Thoughts and  prayers go out to his family and friends at this sad time!

Story as attached.
http://www.theaustralian.com.au/new...ed-canyon-rescue/story-e6frg6nf-1226230306802


----------



## mycrofft (Dec 27, 2011)

*"Botched" is a little harsh?*

Sorry to read about that.


----------



## enjoynz (Dec 27, 2011)

mycrofft said:


> Sorry to read about that.



That's Australian reporters for you...they see things pretty 'cut and dry' most of the time and report as such.


----------



## Squad51 (Dec 27, 2011)

Sad story.  Thoughts and prayers go out to the family and friends.


----------



## Martyn (Dec 28, 2011)

> According to police, the winch cable to Mr Wilson was somehow compromised, forcing the rescue crew in the helicopter to cut the line to the 41-year-old father of three.


 
Huh?


----------



## Fish (Dec 28, 2011)

abah? Cut the cabel?


----------



## enjoynz (Dec 28, 2011)

*Black box analysed in paramedic death probe*

Here is another link with a little more info.

http://www.abc.net.au/news/2011-12-28/black-box-analysed-in-paramedic-death-probe/3750058

It says he was injured before they cut the winch line.


----------



## PotatoMedic (Dec 28, 2011)

Just as an FYI.  In the States any external cargo, people on a line included, may be cut in an emergency.  Such as the cable is going to bring down the helicopter or any other reason the pilot and crew see fit.  I believe the warning I got was, "If the pilot wants to, he can kill you."

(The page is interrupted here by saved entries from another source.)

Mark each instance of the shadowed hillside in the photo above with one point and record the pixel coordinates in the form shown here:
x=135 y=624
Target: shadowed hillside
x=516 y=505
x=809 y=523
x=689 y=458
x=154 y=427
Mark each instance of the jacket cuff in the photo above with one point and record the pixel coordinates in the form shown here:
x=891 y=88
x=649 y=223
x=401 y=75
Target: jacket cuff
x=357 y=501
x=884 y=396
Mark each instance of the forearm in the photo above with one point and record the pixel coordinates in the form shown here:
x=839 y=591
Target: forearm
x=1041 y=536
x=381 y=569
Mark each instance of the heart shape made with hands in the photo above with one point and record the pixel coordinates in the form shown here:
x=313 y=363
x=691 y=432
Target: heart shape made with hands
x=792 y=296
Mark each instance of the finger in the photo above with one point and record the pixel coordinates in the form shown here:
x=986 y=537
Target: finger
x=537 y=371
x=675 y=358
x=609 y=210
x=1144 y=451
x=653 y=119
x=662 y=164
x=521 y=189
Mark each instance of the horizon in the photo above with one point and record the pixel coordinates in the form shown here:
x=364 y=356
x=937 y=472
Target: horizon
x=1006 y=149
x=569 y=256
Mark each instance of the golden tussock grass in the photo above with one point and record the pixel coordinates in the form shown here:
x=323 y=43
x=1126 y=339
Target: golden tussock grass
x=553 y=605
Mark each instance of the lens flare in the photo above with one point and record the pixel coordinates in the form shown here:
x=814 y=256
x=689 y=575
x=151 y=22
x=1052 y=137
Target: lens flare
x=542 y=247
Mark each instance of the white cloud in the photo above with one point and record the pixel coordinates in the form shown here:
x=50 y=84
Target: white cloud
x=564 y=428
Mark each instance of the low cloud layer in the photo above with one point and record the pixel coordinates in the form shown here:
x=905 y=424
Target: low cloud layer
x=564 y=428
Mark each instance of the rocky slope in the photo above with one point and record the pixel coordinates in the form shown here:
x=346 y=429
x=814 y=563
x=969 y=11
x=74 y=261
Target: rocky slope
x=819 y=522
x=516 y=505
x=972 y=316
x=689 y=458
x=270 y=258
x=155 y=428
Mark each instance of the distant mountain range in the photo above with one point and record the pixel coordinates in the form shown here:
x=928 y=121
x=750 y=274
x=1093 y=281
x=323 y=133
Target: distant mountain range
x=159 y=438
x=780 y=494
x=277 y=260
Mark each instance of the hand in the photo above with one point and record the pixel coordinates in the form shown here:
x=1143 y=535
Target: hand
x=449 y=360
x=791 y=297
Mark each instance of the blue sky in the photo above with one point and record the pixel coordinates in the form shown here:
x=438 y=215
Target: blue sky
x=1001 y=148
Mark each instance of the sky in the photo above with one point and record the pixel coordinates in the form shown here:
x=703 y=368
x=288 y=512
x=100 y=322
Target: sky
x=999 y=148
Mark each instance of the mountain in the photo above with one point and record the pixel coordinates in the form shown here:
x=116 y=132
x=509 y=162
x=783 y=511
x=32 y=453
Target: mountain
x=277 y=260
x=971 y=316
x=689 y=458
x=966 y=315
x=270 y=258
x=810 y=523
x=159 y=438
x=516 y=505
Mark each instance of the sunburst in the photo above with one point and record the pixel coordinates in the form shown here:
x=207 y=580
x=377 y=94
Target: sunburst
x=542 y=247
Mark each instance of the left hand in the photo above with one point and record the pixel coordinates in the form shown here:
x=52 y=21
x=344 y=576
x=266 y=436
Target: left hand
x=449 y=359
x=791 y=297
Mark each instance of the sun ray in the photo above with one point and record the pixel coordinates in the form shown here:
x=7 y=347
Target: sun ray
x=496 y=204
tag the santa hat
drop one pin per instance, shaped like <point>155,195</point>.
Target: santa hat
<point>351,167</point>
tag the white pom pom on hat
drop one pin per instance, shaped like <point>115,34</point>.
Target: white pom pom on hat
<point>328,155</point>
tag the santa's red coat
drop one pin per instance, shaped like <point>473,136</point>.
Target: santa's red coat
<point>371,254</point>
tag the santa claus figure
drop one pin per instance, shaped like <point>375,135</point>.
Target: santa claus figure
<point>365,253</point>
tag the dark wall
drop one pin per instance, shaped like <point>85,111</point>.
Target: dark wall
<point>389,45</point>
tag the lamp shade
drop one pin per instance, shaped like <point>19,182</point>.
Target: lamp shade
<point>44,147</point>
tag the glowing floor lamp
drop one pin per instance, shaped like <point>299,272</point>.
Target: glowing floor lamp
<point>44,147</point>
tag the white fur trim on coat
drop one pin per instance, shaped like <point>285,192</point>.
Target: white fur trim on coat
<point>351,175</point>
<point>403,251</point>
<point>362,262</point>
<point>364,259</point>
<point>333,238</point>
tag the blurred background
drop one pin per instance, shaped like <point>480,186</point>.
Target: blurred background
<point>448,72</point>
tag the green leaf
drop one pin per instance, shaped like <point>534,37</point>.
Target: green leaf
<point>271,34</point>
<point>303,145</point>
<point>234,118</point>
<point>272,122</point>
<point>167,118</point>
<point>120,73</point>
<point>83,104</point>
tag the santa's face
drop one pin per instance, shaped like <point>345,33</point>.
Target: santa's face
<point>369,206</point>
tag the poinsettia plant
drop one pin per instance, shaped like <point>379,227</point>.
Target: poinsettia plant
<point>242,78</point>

EDIT: After reading the second story it re-iterates what I said.  (or I re-iterate it depending on what order you read it in  ).


----------



## Cawolf86 (Dec 28, 2011)

Sad to hear  Best wishes to his family and friends.


----------



## STXmedic (Dec 28, 2011)

I'm sure it was a very painful decision for the crew to make, as well


----------